Volleyball Boys 《ハイキュー!!》
第10章 ★アナタとワタシ《影山 飛雄》
Scene1:ある日の学校
【影山 side】
朝練から弾け、疲れきった俺は、3,4限目の授業を丸々爆睡した。なんで分かるかっていうと、今が昼休み。最後の記憶が3限目の科学の教師。イコール、それは寝てたってことだ。
覚醒しきってない頭に、パタパタと誰かの駆け寄ってくる足音。ついで後ろか飛び付かれ、首に腕を回される。

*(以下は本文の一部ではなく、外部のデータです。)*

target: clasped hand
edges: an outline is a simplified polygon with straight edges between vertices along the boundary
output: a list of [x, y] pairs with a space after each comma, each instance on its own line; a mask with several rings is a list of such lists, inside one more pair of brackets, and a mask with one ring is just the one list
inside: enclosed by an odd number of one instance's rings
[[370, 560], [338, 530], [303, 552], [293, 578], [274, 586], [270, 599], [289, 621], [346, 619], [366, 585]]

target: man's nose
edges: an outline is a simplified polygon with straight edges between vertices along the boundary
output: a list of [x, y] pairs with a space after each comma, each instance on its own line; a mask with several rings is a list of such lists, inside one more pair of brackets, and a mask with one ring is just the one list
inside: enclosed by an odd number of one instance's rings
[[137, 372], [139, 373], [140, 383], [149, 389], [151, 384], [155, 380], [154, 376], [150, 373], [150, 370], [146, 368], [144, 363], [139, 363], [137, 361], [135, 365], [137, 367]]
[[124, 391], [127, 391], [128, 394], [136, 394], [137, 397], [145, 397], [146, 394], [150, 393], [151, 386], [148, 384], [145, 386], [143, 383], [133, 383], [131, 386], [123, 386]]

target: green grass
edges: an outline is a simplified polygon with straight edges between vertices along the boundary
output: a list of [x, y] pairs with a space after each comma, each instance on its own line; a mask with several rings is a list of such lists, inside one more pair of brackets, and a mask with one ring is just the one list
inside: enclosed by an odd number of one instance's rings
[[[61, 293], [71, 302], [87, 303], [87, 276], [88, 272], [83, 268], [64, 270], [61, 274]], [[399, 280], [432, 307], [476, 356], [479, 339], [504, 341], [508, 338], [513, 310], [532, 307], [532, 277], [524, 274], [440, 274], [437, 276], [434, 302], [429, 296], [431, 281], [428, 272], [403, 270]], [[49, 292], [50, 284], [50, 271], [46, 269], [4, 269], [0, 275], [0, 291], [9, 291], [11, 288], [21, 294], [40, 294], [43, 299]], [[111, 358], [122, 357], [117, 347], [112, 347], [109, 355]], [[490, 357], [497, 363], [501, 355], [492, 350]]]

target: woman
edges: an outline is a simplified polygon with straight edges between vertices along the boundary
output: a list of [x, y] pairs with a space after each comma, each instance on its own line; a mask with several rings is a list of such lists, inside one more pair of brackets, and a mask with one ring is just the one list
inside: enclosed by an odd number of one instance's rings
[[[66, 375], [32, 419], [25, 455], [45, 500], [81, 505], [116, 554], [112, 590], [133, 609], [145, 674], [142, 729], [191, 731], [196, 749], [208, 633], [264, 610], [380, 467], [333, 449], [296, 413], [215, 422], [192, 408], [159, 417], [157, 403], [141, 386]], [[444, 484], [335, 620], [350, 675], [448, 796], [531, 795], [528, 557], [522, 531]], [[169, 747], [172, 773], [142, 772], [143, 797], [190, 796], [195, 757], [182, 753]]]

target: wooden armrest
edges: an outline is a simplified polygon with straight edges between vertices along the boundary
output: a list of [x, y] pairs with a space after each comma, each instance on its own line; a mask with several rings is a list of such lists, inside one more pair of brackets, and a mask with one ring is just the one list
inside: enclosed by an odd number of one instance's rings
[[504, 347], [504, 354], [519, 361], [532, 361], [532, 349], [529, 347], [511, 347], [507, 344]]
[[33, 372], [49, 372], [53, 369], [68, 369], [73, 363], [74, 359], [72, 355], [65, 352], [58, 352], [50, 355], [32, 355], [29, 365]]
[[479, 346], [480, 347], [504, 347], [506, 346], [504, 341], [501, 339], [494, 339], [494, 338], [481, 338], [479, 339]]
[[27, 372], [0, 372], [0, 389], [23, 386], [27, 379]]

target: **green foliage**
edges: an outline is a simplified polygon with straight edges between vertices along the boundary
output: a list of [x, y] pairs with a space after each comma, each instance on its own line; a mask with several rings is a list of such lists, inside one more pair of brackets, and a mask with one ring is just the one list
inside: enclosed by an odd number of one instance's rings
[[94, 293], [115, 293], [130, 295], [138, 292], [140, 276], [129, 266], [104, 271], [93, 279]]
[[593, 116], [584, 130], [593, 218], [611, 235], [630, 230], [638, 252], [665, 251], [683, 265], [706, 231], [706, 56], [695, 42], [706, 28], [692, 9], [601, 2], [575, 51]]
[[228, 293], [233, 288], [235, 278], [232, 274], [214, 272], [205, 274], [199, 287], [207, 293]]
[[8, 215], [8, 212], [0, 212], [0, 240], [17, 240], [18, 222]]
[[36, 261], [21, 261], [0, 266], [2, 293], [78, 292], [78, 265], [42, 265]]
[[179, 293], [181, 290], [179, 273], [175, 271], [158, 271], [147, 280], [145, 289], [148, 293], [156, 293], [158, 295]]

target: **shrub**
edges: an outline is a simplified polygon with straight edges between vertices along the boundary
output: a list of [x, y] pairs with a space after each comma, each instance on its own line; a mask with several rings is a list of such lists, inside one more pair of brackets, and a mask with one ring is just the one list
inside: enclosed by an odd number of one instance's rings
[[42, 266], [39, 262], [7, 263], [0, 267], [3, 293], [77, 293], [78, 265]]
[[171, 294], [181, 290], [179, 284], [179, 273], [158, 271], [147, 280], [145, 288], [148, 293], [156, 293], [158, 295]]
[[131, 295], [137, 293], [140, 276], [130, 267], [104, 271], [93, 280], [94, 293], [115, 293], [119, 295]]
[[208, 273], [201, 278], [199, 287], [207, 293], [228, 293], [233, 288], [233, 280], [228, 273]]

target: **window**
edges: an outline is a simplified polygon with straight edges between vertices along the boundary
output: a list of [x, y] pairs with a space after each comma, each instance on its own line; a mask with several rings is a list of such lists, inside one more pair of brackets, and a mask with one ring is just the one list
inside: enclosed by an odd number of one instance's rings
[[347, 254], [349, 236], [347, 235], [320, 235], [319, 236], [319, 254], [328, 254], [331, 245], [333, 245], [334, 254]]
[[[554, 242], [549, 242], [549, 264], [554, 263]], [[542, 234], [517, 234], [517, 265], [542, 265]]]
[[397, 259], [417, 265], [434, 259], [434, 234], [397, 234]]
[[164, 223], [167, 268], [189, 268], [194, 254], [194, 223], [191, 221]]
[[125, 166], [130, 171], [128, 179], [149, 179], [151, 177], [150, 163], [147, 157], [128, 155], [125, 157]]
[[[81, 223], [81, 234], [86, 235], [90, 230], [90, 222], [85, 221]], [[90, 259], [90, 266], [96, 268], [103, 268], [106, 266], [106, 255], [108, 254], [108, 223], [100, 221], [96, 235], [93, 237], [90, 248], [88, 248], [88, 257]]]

『飛雄ノートとってないでしょー、てゆーかもうお昼だよ?食べよ!』
「海宙、く、首、絞まる…」
『えっ、わぁ、ゴメン!』
慌てて離れたソイツ――蒼井海宙――はすまなそうな顔をした。でも、すぐにいつもの笑顔に戻り、手に持っている弁当箱を軽く持ち上げて言った。
『屋上行って食べよ?』
俺は肯定の代わりに、自分のサイフとスマホを持って海宙の手を引いた。それから1度坂ノ下商店まで行ってパンを買い、それから屋上に向かった。
『わー、すーずしー!』
くるくると回りながら、彼女が笑う。フワリと舞うスカートからは、色白の太股か挑発するかのようにチラリと覗く。
1つだけ置かれたベンチに座り、俺はパンにかぶり付いた。海宙は律儀にいただきますと挨拶をした。
両の手を合わせ、目を閉じて自らの為に犠牲になった生命に祈る。そんなところが、俺はきっと好きなんだろう。